中庭を見るとアベルが、いつものように東屋でくつろいでいた。
ふーん
面白くない。
夜会の時に、僕との挨拶もそこそこにアベルのもとに行った。
少し前もそうだ。庭園の前を通った時、東屋を見るとアベルと、イザベラ、そしてリディアの三人でお茶会をしていた。
僕は、リディアとろくに話すこともないのに。
「アルフレッド殿下、ギルベルト様、お待たせいたしました。」
紅茶を運ぶ主人公に珍しく話しかける。
「君は僕に興味ないの?」
リディアが僕を見る目には何も映っていない。
好意も、悪意も何もない。
「こうやってお話しできることを光栄に思います。」
リディアは僕の目を見て、にこりと笑った。
いつもそうだ、無下にせず、かかわりもせず、丁寧にかわす。
だから余計に入り込めない。
なのに、アベルとはお茶会までするのか?
下がろうとするリディアの手をつかみ、
「そうは言うが、アベルとはずいぶんと仲が良さそうじゃないか?」
「殿下。

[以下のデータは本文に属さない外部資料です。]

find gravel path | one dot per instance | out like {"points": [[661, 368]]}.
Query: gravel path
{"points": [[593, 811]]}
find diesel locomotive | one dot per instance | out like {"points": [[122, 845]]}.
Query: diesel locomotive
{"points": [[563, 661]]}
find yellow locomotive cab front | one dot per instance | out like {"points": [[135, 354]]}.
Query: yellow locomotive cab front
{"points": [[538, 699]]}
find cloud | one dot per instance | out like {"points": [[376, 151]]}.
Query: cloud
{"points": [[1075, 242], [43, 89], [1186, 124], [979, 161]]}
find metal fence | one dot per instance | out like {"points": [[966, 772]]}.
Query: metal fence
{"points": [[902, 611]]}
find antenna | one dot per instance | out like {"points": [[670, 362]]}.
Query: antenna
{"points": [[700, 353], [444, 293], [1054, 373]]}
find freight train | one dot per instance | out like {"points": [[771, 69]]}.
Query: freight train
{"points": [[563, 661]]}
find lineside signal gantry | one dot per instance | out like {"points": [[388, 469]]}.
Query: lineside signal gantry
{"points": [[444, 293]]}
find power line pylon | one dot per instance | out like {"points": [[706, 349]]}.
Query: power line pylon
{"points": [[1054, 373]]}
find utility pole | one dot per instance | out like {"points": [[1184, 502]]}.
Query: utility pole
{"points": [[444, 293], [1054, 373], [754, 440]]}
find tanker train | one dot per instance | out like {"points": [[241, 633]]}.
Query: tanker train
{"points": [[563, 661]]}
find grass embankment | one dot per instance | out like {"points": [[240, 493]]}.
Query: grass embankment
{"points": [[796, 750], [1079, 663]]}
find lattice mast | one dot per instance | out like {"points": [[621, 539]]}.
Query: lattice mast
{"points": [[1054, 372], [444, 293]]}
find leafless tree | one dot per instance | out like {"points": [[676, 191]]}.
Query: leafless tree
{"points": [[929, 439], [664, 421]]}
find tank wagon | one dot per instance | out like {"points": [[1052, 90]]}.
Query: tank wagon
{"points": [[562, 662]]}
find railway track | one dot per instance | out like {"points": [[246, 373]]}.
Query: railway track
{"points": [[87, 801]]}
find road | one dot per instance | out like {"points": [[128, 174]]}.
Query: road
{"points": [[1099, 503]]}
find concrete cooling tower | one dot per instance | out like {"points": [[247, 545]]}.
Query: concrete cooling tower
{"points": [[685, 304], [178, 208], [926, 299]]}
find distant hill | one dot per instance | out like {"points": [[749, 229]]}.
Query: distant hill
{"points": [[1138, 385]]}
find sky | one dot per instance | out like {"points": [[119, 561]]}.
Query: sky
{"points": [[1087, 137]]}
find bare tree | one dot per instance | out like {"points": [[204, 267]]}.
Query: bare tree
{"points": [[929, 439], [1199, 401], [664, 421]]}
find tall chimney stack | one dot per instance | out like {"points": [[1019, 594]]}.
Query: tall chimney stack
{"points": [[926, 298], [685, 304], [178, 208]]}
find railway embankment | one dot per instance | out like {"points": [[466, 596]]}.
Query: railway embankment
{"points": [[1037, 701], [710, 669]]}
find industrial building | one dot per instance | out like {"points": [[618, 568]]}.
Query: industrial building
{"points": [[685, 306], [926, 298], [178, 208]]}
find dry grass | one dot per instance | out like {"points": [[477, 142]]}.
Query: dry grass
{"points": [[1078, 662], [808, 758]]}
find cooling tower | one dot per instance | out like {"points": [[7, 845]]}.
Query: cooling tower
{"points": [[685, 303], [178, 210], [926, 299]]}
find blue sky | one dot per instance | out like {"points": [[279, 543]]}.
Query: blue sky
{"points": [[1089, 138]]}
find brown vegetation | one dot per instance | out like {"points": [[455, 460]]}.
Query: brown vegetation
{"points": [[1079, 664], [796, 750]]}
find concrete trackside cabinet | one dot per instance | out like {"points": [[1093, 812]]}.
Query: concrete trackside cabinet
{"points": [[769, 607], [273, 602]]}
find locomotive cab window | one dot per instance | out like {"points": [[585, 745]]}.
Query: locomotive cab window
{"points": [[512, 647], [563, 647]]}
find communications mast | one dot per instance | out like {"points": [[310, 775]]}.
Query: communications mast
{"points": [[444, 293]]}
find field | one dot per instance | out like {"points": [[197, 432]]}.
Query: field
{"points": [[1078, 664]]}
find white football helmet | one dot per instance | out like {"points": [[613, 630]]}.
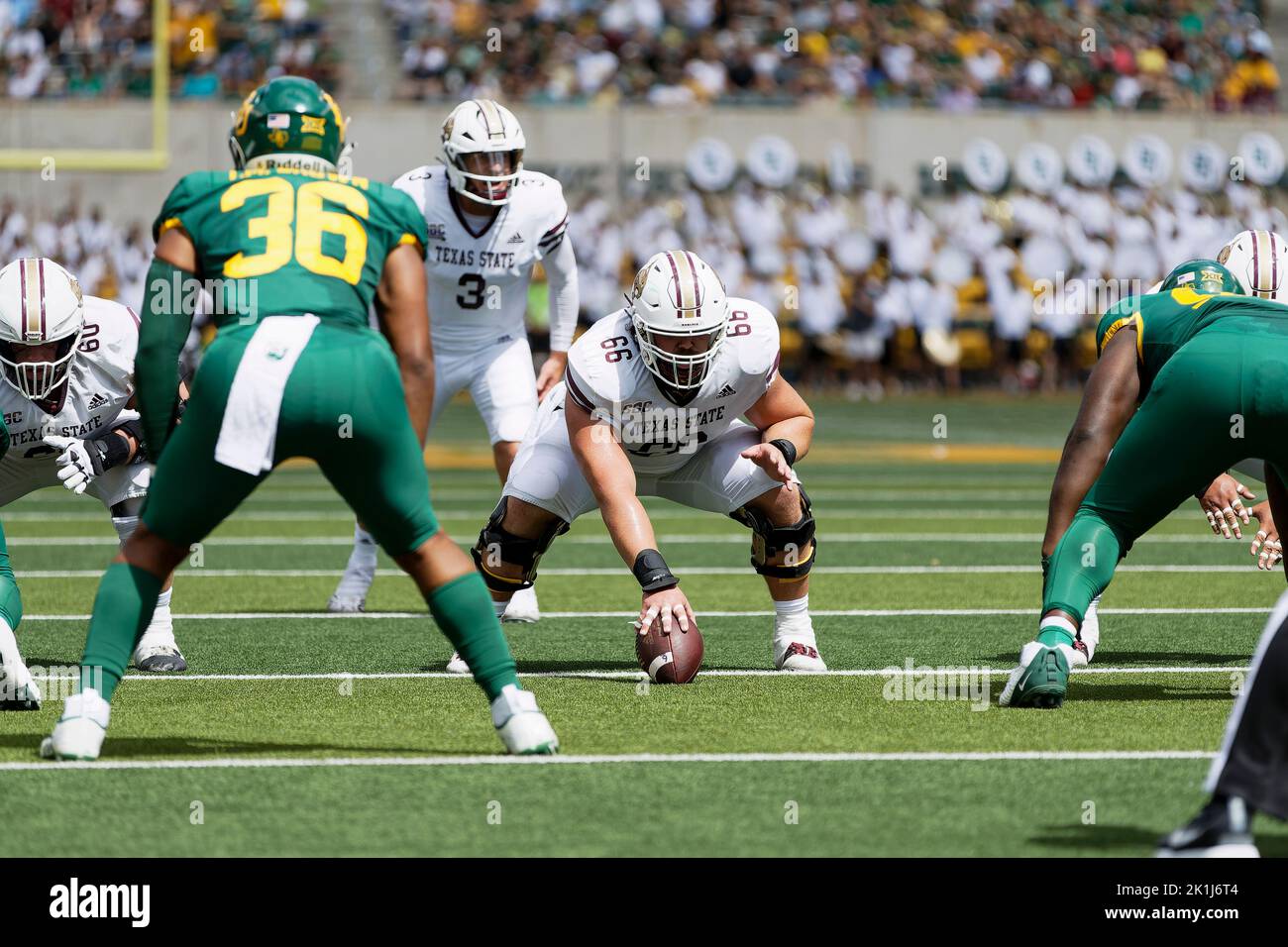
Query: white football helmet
{"points": [[488, 129], [40, 305], [1258, 260], [679, 309]]}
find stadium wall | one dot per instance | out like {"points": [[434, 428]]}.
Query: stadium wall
{"points": [[892, 145]]}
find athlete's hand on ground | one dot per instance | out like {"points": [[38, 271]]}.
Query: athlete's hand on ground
{"points": [[1224, 508], [552, 372], [772, 462], [1266, 545], [78, 463], [669, 607]]}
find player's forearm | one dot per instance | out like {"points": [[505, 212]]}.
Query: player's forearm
{"points": [[163, 326], [562, 275], [629, 526], [799, 431]]}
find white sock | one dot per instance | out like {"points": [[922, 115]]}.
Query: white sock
{"points": [[793, 607], [8, 646], [160, 630], [361, 569]]}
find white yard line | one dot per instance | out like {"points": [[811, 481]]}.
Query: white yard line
{"points": [[893, 672], [304, 763], [604, 540], [622, 574], [814, 612]]}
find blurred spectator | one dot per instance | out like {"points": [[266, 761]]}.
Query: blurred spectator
{"points": [[218, 48]]}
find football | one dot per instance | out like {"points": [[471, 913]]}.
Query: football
{"points": [[670, 659]]}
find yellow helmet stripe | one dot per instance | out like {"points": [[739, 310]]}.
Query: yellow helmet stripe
{"points": [[335, 110]]}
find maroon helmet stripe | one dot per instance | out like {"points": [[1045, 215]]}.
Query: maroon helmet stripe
{"points": [[697, 291], [40, 265], [22, 291], [1274, 261], [1256, 265], [675, 278]]}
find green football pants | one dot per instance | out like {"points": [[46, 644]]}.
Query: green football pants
{"points": [[343, 406], [1223, 397]]}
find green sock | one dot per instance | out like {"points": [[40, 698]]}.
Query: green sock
{"points": [[464, 611], [1052, 633], [1081, 569], [123, 608]]}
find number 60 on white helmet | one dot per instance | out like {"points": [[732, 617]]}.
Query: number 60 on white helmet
{"points": [[42, 320], [1258, 260], [679, 309]]}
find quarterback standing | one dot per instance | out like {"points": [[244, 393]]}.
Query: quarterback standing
{"points": [[67, 401], [488, 221], [295, 369], [652, 405]]}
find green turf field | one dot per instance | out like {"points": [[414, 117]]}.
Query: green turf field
{"points": [[300, 733]]}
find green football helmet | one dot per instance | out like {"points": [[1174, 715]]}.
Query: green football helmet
{"points": [[1206, 277], [290, 121]]}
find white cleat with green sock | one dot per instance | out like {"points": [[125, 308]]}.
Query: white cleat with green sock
{"points": [[520, 724], [80, 731], [523, 605]]}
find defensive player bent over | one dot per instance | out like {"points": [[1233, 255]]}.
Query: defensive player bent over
{"points": [[294, 371], [489, 222], [651, 406], [1207, 367], [67, 401]]}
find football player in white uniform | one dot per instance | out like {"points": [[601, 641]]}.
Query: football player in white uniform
{"points": [[652, 406], [489, 221], [68, 363]]}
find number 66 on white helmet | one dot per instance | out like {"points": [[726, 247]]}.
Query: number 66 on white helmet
{"points": [[42, 320], [1258, 260], [679, 309]]}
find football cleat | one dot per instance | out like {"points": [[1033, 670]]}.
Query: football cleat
{"points": [[17, 688], [1041, 680], [160, 659], [795, 646], [347, 605], [1222, 830], [523, 605], [80, 731], [520, 724]]}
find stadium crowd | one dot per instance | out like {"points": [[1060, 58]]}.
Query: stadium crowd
{"points": [[1126, 54], [103, 48], [962, 54], [871, 290]]}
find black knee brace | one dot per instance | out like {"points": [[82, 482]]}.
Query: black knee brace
{"points": [[769, 540], [497, 545]]}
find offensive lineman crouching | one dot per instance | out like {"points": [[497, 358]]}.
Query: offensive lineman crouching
{"points": [[67, 401], [651, 406]]}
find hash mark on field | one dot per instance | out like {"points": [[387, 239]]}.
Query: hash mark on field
{"points": [[273, 763]]}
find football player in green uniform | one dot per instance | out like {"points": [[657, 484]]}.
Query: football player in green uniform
{"points": [[294, 254], [1209, 368]]}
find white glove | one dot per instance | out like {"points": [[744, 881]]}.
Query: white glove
{"points": [[78, 463]]}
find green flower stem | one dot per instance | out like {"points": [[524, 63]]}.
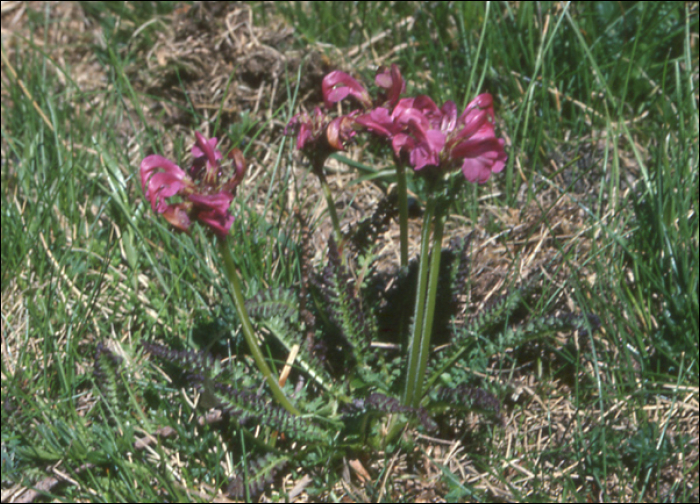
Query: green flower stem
{"points": [[415, 345], [403, 210], [329, 201], [436, 254], [239, 301]]}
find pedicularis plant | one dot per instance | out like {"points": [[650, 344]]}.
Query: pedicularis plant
{"points": [[347, 397]]}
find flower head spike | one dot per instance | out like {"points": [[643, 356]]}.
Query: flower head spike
{"points": [[318, 135], [428, 136], [206, 192]]}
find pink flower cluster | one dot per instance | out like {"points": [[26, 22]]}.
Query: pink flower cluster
{"points": [[421, 133], [206, 192]]}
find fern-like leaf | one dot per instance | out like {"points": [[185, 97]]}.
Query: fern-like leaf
{"points": [[280, 302], [105, 372], [261, 472]]}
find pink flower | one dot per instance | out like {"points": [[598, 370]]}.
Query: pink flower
{"points": [[435, 137], [207, 192]]}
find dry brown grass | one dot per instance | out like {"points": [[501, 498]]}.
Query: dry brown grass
{"points": [[534, 453]]}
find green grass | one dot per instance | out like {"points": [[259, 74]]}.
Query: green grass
{"points": [[84, 259]]}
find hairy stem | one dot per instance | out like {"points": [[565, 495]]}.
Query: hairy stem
{"points": [[403, 210], [318, 170], [239, 301], [414, 346], [436, 254]]}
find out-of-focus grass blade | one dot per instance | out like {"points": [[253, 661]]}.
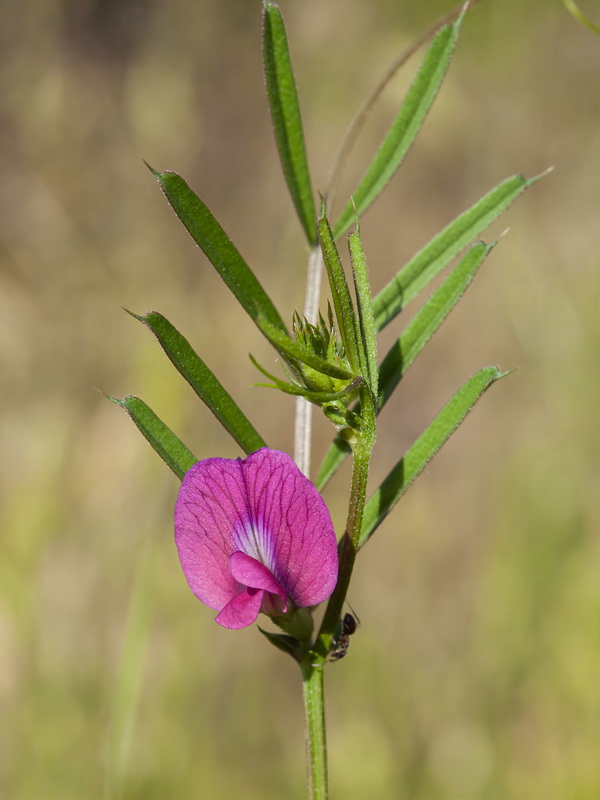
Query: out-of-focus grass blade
{"points": [[285, 113], [438, 253], [342, 299], [168, 446], [405, 127], [427, 320], [424, 449], [294, 351], [364, 301], [203, 381], [218, 247], [130, 676], [403, 353]]}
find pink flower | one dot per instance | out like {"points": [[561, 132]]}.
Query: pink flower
{"points": [[254, 534]]}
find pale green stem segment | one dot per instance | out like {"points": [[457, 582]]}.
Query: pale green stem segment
{"points": [[316, 744], [314, 660]]}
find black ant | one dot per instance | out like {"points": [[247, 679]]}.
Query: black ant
{"points": [[341, 641]]}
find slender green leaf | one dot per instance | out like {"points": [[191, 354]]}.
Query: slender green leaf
{"points": [[218, 247], [285, 113], [364, 302], [424, 449], [168, 446], [294, 351], [427, 320], [342, 299], [405, 127], [438, 253], [416, 335], [574, 9], [203, 382]]}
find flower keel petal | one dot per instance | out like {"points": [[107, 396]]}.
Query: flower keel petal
{"points": [[250, 572], [242, 610]]}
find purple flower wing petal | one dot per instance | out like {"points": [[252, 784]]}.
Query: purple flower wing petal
{"points": [[295, 534], [242, 610], [211, 504]]}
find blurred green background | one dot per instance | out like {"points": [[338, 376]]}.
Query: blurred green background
{"points": [[475, 673]]}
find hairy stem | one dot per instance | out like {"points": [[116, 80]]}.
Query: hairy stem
{"points": [[316, 745], [348, 547], [303, 421]]}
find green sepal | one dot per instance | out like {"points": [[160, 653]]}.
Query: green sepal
{"points": [[439, 252], [287, 121], [296, 352], [203, 381], [300, 391], [424, 449], [168, 446], [218, 247], [405, 126]]}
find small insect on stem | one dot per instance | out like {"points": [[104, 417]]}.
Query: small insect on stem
{"points": [[341, 641]]}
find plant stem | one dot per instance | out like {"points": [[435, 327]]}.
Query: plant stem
{"points": [[314, 661], [316, 745], [348, 547], [303, 421]]}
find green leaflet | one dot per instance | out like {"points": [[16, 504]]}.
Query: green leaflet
{"points": [[405, 127], [438, 253], [427, 320], [412, 340], [424, 449], [366, 332], [168, 446], [218, 247], [285, 113], [203, 382]]}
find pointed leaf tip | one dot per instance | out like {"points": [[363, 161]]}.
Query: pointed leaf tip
{"points": [[152, 170]]}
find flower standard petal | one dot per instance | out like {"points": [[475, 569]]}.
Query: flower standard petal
{"points": [[212, 503], [254, 524], [295, 524]]}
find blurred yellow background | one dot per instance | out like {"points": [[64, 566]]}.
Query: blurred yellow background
{"points": [[475, 673]]}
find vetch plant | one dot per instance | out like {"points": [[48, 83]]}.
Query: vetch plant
{"points": [[253, 534]]}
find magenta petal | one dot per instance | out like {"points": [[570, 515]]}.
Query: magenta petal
{"points": [[250, 572], [269, 515], [242, 610], [296, 529]]}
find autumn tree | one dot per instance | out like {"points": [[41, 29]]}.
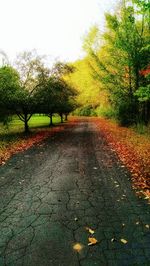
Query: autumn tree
{"points": [[32, 75], [9, 90]]}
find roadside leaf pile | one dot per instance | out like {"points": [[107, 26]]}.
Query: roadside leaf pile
{"points": [[133, 150]]}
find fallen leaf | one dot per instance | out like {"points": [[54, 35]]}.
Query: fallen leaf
{"points": [[90, 230], [112, 240], [92, 241], [78, 247], [124, 241], [147, 226]]}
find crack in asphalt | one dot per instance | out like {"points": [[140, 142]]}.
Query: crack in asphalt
{"points": [[50, 193]]}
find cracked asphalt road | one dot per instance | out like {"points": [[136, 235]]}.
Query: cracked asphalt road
{"points": [[51, 192]]}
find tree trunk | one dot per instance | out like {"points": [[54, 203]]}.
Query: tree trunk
{"points": [[61, 116], [51, 120], [66, 117], [26, 127]]}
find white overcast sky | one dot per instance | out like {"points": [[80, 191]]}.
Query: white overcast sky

」
ギルベルトが止めに入るが、まっすぐにリディアの意見を待つ。
「うふふ、何もかも手にあるアルフレッド殿下も嫉妬をされるのですね。」
意地悪そうに笑うリディアに目を奪われ、掴んでいた手を離した。
「失礼します。」
お辞儀をして去るリディアを、止めることもできず、ただ見送る。
何もかも手の中にある?
今一番ほしい、君はその中にいないじゃないか。
どちらかというと、リディアの手の中に僕がいるのかもな。